Muddy Boots Welcome Here

Our Sheffield correspondent likes it dirty. 

Image: The Editor

The tyres on everyday road going cars must endure many hazards, from the self (but more likely garage-induced) under or over-inflated pressures to sharp detritus. Heavy acceleration and braking all take their toll. But there’s only one substance that can enhance the look of a tyre – that’ll be mud.

My local environs is covered in the stuff. Washed off fields from endless rain, copiously blended with horse manure, along with the fleets of tractors passing by, the tarmac is more likely to be brown than black. ‘Tractor Splat’ can most commonly be found right on your line of enthusiastic attack for the next corner, leading to a fast moving steering wheel and raised systolic readings for those wearing a fitbit or similar. The farmer may be long gone but his vehicle can leave muddy trails for days.

Ever stopped to watch the spray a moving vehicle causes when the rain’s pelting down? It’s not a common hobby, but depending on speed, it could be a miasma or maybe an aura of fine, muddy brown spray. Or it could be a deluge if the next thing passing is a truck. On bodywork, this is highly unattractive. I like a clean car, preferably both inside and out. This atomised muck contributes to mine resembling a ploughed field within just a few metres of travel. Multiply that build up by the weekly commute and the car takes on the persona of a vagrant; streaked in brown sludge, repugnant when up close and personal, leaving one to avoid any form of physical contact, lest some disease be transferred. Similarly with wheels: the grime that once shiny alloy has, now augurs well for the pebble dashing industry.

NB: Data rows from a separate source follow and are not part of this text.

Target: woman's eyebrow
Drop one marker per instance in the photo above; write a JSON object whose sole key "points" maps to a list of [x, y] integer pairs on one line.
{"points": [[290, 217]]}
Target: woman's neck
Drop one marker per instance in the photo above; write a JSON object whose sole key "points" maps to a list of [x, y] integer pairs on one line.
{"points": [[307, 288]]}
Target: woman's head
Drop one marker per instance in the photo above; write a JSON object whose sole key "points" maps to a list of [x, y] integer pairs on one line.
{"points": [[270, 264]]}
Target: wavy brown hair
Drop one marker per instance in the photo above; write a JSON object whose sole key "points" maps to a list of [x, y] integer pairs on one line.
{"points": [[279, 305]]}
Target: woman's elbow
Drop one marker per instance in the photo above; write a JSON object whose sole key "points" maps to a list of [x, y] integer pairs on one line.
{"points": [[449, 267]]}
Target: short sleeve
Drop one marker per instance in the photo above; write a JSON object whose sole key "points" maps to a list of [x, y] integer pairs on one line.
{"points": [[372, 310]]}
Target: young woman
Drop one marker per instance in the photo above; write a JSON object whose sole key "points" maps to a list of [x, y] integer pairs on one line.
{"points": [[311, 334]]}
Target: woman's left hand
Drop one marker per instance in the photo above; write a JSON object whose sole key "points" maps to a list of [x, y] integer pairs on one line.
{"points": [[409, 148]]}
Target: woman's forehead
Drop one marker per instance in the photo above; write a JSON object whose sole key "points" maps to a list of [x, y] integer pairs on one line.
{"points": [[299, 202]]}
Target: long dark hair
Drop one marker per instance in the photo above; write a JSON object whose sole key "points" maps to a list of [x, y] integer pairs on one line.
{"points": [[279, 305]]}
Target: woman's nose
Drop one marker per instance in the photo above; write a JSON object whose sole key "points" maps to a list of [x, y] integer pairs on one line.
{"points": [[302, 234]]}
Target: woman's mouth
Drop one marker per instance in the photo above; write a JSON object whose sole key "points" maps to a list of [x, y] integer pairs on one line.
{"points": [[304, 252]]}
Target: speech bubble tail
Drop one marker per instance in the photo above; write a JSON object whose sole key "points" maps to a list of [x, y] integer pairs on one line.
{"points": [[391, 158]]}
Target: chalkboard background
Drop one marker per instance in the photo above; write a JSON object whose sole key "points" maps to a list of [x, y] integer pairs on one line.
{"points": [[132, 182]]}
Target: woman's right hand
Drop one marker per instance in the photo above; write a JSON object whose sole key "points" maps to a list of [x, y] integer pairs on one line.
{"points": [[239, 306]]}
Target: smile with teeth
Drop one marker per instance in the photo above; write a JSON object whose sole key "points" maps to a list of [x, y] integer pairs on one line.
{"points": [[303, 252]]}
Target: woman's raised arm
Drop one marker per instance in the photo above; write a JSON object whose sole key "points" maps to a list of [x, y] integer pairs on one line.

But the tyres are a different matter entirely. As previously stated, I like clean cars. Tyres can look superb when the ‘wet-look’ is applied. Shiny black sidewalls have a place in my heart. But a normally tarmac based tyre covered in mud, even on an otherwise clean car looks purposeful – to me. There’s a suggestion of trying hard. Perhaps you’ve happened across the fateful residue left from a Trelleborg on an unavoidable apex? Or maybe you’re leaving a country show (the only time you’ve been off-road) and that grass was wetter than anticipated? It could be that washing your car is anathema to you but now we’re getting off on tangents; what we’re dealing with here is the case of clean car, muddy tyres.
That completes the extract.